Everyone has a rough sketch in mind of their dream home. However, when you decide to jump into the property market already, you need more than a rough sketch and less of a dream home. You have to be utterly clear not just what you want, but more importantly, what you need in a home. You must have a comprehensive list of your essentials, even before talking to real estate agents or looking at home prices. Hence, in considering your needs, you should consider these aspects, too:
The address of your home can either help fulfill your needs or make it harder for you to do such. If you’re moving with kids, whose primary needs are learning and development, then you must look at properties near schools and parks. If you’re a professional, whose primary concern is to expand career opportunities, then you should be able to find a home that’s close to central business districts. Of course, there are basic needs your neighborhood must satisfy, regardless of your lifestyle, including security, a sense of community, and peace and order. Remember that location should be at the top of your considerations because it’s one of those things you can’t simply change once you get settled in. So keep in mind the real estate agents’ mantra: location, location, location.
Size and Type
The number of people moving with you will dictate how big or what kind of home you should get. The typical Filipino family gets a bungalow that has two bedrooms. Those living with their aging parents and some adult siblings go for a multi-story home; some of which have basements. To know the right fit for you, check out model units of property developers. This will help you better visualize what it’s like living in a space that has the specific dimensions. Most people moving with kids check out the family-friendly house model Margaret Lancaster Cavite that real estate professionals offer. You might want to consider this as well. Beyond the actual house, pay attention to the size of the lot. An outdoor space is functional as a play zone for the kids or a parking area.

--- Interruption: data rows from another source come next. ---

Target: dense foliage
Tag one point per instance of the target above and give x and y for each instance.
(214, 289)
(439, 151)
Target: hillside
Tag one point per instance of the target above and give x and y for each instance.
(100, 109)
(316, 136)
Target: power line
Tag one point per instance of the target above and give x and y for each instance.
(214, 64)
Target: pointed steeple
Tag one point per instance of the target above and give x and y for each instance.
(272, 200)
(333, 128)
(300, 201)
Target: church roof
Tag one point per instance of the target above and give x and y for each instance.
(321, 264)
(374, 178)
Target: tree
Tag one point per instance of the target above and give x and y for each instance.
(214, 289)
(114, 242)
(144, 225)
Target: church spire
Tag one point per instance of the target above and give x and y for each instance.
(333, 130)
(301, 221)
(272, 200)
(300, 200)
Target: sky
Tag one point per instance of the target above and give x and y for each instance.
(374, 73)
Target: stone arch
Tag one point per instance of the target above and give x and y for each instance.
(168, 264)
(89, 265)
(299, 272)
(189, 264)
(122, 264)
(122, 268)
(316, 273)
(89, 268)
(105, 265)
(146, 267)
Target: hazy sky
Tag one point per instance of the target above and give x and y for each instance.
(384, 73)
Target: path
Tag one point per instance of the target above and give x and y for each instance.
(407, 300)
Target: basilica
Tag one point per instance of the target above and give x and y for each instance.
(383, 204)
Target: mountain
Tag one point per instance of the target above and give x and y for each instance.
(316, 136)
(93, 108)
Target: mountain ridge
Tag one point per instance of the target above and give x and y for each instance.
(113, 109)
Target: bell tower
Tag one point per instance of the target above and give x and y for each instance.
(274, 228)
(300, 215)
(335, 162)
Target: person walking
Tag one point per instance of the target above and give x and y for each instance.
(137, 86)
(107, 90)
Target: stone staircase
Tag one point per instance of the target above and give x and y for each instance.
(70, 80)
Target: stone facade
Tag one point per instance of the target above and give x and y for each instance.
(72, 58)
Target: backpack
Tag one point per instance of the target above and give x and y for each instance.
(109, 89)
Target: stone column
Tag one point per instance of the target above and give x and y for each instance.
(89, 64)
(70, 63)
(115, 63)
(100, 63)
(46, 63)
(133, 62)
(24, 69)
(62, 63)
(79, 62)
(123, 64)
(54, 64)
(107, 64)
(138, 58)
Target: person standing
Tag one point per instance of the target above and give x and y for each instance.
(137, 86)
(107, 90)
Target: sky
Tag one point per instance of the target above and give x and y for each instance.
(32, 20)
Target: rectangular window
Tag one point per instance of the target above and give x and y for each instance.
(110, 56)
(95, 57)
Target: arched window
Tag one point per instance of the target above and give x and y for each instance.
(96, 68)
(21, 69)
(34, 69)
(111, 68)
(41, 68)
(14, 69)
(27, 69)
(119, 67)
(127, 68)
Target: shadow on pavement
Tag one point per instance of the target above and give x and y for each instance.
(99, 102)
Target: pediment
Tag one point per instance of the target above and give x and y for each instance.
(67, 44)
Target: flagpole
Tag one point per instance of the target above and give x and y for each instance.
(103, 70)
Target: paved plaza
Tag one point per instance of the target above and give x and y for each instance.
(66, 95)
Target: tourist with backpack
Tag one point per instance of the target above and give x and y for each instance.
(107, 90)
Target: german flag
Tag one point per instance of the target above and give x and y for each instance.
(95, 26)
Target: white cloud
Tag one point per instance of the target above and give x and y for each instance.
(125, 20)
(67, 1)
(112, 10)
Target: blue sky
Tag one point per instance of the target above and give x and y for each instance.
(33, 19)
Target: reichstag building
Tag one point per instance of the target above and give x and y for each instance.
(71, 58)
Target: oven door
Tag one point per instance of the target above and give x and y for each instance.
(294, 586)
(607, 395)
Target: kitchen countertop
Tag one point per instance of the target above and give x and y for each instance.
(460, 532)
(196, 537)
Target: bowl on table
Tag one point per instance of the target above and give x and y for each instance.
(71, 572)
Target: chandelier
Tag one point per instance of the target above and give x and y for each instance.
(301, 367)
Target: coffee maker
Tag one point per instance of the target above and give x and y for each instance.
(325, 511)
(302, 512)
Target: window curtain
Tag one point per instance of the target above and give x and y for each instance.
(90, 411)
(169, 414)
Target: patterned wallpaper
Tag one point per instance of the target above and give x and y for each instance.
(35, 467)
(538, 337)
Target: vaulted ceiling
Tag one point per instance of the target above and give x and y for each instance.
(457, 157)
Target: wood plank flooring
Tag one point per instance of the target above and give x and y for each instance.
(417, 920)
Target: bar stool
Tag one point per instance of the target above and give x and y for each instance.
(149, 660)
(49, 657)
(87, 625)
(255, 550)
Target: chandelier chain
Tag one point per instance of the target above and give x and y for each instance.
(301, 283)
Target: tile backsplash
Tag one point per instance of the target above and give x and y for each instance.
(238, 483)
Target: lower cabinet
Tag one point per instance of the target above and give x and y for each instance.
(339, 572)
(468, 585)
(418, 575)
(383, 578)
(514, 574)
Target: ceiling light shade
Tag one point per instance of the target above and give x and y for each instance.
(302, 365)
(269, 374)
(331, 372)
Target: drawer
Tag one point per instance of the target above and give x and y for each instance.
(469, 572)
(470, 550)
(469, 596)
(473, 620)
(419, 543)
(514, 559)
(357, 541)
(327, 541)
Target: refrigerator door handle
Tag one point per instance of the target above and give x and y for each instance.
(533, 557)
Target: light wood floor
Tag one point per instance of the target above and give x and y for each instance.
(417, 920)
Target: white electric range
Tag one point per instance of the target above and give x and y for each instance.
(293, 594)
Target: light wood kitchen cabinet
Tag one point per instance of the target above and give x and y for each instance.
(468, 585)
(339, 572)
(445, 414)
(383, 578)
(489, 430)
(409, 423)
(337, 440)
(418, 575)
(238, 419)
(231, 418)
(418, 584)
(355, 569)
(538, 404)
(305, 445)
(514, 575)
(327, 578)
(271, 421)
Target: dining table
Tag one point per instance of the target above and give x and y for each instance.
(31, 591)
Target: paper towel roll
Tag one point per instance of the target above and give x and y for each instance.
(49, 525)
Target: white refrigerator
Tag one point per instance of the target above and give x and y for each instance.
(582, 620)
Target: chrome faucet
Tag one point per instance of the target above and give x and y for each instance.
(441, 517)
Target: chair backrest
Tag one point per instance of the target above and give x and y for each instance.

Be extra cautious about listing down amenities because this is where wants often disguise themselves as needs. People often have a long list of amenities needed, from swimming pools and music studios to large libraries. In most instances, people just convince themselves that these are essentials. In some cases, though, they are indeed a necessity. To an athlete, a swimming pool may really be vital. To a songwriter, a music studio is something they couldn’t not have. The point is that you’re the only one who can determine if something is indeed an essential or just a splurge. A rule of thumb here is to keep the amenities to a maximum of 10 items so that you can focus only on necessities and avoid justifying every want as a need.
Remember, you have to know what your priorities are when coming up with the picture of your future home. It will save you from a great deal of headaches and heartaches. Therefore, the question remains: What do you need in a home?